Prove that $A,B>0$ and $A_{ij}< B_{ij}$ implies $A>0$ Let $A= a(i,j)$ and $B= b(i,j)$ be ($n\times n$) matrices that are positive definite such that $a(i,j) < b(i,j)$ .Let $C= c(i,j)= a(i,j) - b(i,j)$, then $C$ is also positive definite. Why or why not?
what i know is $x^T(C)x= x^T (A-B) x = x^T(A)x - x^T(B)x$. Now both terms on right-hand side are greater than $0$ as $A$ and $B$ are positive definite. Also  $a(i,j) < b(i,j)$. But in such case the sign of $x^T(C)x$ being positive or negative will also depend on the value of elements of vector $x$. So, we can't assure that $x^T(C)x < 0$ always or that $C$ is not positive definite.
Am i right about this?
 A: 
Proposition
  If $A=(a_{ij})$, $B=(b_{ij})$ are two positive-definite matrices with $a_{ij}<b_{ij} \forall i,j$, then $A-B$ can only be indefinite or negative-definite or negative semi-definite.  

Demonstration
This strange proposition says only that $A-B$ must take on negative values somewhere, and this is easy to prove: $A-B=(a_{ij}-b_{ij})=(c_{ij})$, so in particular $c_{1,1}<0$, and the form corresponding to $A-B$ contains the monomial $c_{1,1}x_1^2$, and hence must have negative values somewhere. Hence the proposition is proved.  
Examples
The following are some illuminations showing each possibility:
negative-definite: $A=\begin{pmatrix}1\end{pmatrix}, B=\begin{pmatrix}2\end{pmatrix},  A-B=\begin{pmatrix}-1\end{pmatrix}$.

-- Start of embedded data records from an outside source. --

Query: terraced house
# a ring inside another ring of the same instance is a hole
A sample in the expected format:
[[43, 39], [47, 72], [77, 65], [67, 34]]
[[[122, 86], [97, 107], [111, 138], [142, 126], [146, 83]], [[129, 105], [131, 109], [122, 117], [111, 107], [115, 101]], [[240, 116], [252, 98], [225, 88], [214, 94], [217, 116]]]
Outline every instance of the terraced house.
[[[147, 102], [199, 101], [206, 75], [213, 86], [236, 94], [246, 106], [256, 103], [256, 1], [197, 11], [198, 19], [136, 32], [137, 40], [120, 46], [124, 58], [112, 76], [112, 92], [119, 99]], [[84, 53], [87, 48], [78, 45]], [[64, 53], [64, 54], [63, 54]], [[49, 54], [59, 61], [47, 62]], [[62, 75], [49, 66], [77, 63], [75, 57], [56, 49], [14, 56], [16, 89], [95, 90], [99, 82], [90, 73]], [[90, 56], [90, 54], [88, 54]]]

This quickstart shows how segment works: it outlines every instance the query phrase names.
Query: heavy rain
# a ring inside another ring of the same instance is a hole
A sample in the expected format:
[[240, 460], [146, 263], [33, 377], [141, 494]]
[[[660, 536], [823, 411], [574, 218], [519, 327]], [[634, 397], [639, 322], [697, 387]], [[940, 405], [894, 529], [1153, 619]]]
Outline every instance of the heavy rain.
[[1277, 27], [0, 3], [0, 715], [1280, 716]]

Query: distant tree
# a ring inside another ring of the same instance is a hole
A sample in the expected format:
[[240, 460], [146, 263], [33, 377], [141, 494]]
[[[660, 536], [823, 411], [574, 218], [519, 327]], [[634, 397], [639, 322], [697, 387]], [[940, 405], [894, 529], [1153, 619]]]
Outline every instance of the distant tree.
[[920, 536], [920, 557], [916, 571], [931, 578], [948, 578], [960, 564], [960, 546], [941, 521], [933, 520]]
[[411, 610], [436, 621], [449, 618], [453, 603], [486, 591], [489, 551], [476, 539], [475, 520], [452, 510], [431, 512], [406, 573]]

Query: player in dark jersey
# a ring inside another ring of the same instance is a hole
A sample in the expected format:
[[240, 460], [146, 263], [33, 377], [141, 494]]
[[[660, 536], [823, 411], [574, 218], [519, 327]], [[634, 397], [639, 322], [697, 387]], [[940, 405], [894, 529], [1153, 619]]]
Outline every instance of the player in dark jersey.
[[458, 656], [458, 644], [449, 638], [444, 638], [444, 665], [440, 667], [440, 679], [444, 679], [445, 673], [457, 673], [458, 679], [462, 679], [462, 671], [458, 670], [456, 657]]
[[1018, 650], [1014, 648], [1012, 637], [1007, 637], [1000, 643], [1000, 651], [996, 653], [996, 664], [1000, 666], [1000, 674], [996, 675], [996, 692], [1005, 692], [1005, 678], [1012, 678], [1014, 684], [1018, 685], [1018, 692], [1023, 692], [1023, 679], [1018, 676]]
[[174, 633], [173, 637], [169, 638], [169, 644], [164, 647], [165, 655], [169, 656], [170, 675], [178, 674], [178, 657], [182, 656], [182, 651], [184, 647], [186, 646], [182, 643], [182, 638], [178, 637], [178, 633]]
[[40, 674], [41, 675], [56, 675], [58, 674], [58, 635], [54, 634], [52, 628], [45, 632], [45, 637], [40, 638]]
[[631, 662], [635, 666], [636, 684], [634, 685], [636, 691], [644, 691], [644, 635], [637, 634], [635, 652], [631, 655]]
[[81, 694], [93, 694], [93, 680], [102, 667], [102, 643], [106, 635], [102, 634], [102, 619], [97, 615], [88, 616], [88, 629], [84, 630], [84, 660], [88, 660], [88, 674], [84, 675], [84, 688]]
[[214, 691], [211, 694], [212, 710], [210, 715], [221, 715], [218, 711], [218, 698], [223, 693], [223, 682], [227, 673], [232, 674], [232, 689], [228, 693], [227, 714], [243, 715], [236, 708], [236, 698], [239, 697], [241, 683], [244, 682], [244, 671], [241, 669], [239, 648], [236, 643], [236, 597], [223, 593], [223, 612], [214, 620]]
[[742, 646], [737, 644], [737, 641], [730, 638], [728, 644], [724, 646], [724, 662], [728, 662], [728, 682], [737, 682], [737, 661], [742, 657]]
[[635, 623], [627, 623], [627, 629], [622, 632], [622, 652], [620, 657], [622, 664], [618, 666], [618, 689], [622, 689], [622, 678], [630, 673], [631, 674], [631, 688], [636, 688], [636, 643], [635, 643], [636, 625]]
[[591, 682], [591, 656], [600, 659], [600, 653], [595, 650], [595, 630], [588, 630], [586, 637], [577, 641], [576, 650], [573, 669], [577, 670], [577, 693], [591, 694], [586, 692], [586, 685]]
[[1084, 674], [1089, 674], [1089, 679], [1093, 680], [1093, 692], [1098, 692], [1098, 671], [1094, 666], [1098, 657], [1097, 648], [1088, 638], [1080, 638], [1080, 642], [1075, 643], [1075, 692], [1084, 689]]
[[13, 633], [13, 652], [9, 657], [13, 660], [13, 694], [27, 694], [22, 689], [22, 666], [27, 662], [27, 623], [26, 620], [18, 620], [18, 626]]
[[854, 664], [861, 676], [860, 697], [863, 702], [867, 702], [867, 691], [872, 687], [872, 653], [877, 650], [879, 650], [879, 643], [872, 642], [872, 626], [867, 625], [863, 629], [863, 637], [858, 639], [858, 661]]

negative semi-definite: $A=\begin{pmatrix}1&0\\0&1\end{pmatrix}, B=\begin{pmatrix}2&1\\1&2\end{pmatrix}, A-B=\begin{pmatrix}-1&-1\\-1&-1\end{pmatrix}$.
indefinite: $A=\begin{pmatrix}2&0\\0&2\end{pmatrix}, B=\begin{pmatrix}3&2\\2&3\end{pmatrix}, A-B=\begin{pmatrix}-1&-2\\-2&-1\end{pmatrix}$.
Barring mistakes, and thanks for the attention.